Reik Steinert, Absolvent Physikalische Technik, Studienrichtung Lasertechnik

Reik Steinert, Absolvent Physikalische Technik, Studienrichtung Lasertechnik

Der Wahlschwede Reik Steinert ist ein schönes Beispiel dafür, dass man sich auch im Studium nochmal neu orientieren kann. Nach dem Abitur absolvierte er seinen Zivildienst beim Krankentransport und Rettungsdienst des Deutschen Roten Kreuzes. Dadurch wurde ihm auch klar, in welche Richtung er sich entwickeln möchte: „Ich interessierte mich sehr für Medizintechnik. Deshalb und wegen der Nähe zu meinem Heimatort Rochlitz wollte ich in Mittweida Physikalische Technik  mit der Vertiefungsrichtung Medizintechnik studieren“, erinnert er sich. Doch nach dem Grundstudium lag sein Hauptaugenmerk nicht mehr auf der Medizintechnik. Der junge Mann wurde während des Studiums von der Lasertechnik begeistert, heute einem der größten Forschungsbereiche der Hochschule Mittweida.

Nachdem die neue Richtung klar war, ging es rasant weiter. Reik Steinert erinnert sich: „Ich wollte mein Praktikum im Ausland absolvieren.“ Gesagt – getan! Allerdings fehlten ihm spezielle Fremdsprachenkenntnisse: „Ich hatte keine großen Erfahrungen, daher blieb mir nur ein Land, in dem ich mit Englisch klar kam.“ So landete der Mittelsachse bei Permanova Lasersystem AB im schwedischen Mölndal südlich von Göteborg.  „Bei derselben Firma habe ich meine Diplomarbeit geschrieben und nach dem Studium angefangen zu arbeiten. Heute bin ich immer noch dabei“, resümiert der Techniker und fühlt sich wohl in seinem Job.

Europa und der Rest der Welt

Der Projektingenieur arbeitet eng mit der Konstruktionsabteilung bei Permanova zusammen: „Wenn wir ein Projekt haben, bin ich die erste Zeit in die Planung und den Einkauf der Komponenten einer Anlage involviert. Zusammen mit unseren Konstrukteuren für Mechanik und Elektrotechnik finden wir Lösungen für die Probleme unserer Kunden. Später arbeite ich relativ viel allein. Programmierung und Inbetriebnahme sind dann meine Aufgaben.“ Der Kundenstamm kommt dabei aus der gesamten Welt. Ob Europa, China oder Afrika – Reik Steinert hat schon einiges gesehen. „Dabei versuche ich jedoch nicht länger als zwei Wochen am Stück unterwegs zu sein. Ist der Kunde in der Nähe von Göteborg, kann man pendeln, sonst wohnen wir im Hotel“, sagt der Wahlschwede.
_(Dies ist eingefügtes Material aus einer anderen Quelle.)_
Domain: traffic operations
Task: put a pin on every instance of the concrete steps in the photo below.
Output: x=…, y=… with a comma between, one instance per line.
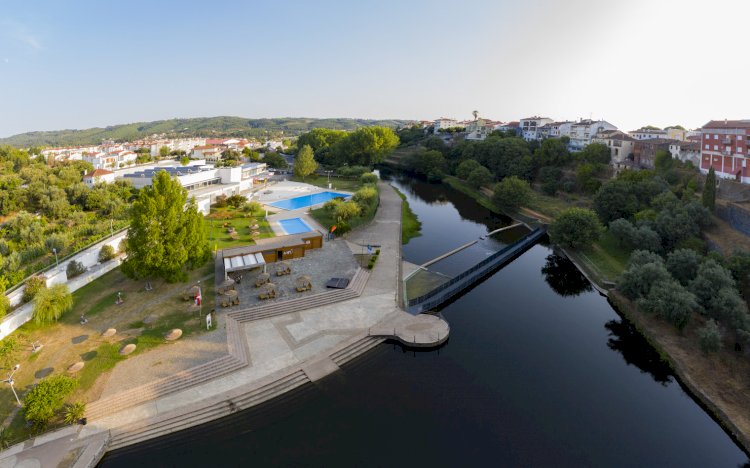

Besonders gefällt Steinert die schwedische Mentalität und die Atmosphäre innerhalb des Unternehmens: „Es ist sehr locker, da das Chef-Angestellten-‚Gefälle‘ in Schweden nicht so ausgeprägt ist wie in Deutschland. Wenn ich ein Problem habe oder mir etwas nicht gefällt, kann ich es einfach sagen.“ Außerdem sei alles ein wenig relaxter als in Deutschland. „Man ist nicht nur auf Gewinn aus, sondern auch auf die Zufriedenheit des Kunden“, meint Steinert und findet doch einen Wermutstropfen: „Etwas störend sind manchmal die vielen Meetings. In Schweden will man es allen recht machen und das resultiert in vielen Meetings.“

Reik Steinert hat seinen Weg gefunden und ein weiterer Umschwung ist (vorerst) nicht geplant – maximal ein Aufstieg. „Mal sehen, vielleicht Projektleiter oder mehr in Richtung Entwicklung. Aber da lasse ich mich überraschen.“ Das ist eben alles etwas relaxter in Schweden.